The squiggly web she builds on her electric harp on the second track is 180 degrees from that. She returns to ominous portents, but more spaciously, in a short piece she calls Gentle Jangle. Jazz guitar-like voicings give way to disquietly circling phrases and icy deep-sky sparkle in An Impression, then Kerrod breaks out her electric harp again for the woozily skronky Sugar Up.

Likewise, Glare is a sunbaked, resonant piece that could be mistaken for an ebow guitar soundscape. After that, she assembles an echoey lattice that brings to mind Robert Fripp’s early 80s work. Kerrod employs a glass bowl to enhance the shimmering, steel pan-like microtones in Glassy Fingers. then takes it toward vortical Pink Floyd gloom.

Next, she coalesces toward a warped music-box theme, following with Fluttering Alberti, where she works a hypnotic/spiky dichotomy. Can-Can is not a latin number but a return to steady, sinister mode. In the album’s longest improvisation, Kerrod sprinkles spare incisions over a gritty low drone which she plays with a bow.

The album’s concluding tracks range from playful electronics, to a ghostly National Steel guitar-like miniature, a gently insistent, Debussy-esque interlude and a cheerily ornamented electric harp finale.

An AC/DC Cover Album Worth Owning?

A lot of people forget that when AC/DC first hit these shores back in the late 70s, they got filed in the punk bins. The difference was that Angus Young was faster than most of the punk lead guitarists. Otherwise, AC/DC songs are easy to play, as anyone who cut their teeth learning this stuff will tell you.

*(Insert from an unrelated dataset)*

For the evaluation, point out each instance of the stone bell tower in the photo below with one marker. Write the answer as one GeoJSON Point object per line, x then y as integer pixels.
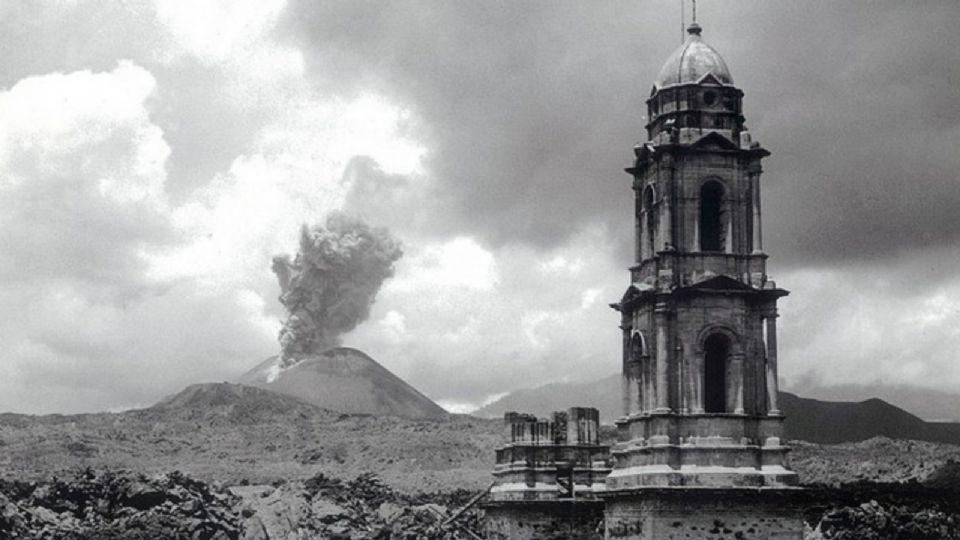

So is there any reason why you would want to own a cover album like the new double vinyl compilation Best of AC/DC [Redux], or spin it at Bandcamp? For one, the bands are killer, and the new versions are surprisingly original. In case anyone is wondering how you might possibly do anything interesting with an AC/DC cover, this is your answer. And while most of the singers on last year’s editions of the Redux cover compilations decided to channel their inner Ozzy, the guys in these bands aren’t trying to be Bon Scott, or Brian Johnson, or…there was another guy after him, right?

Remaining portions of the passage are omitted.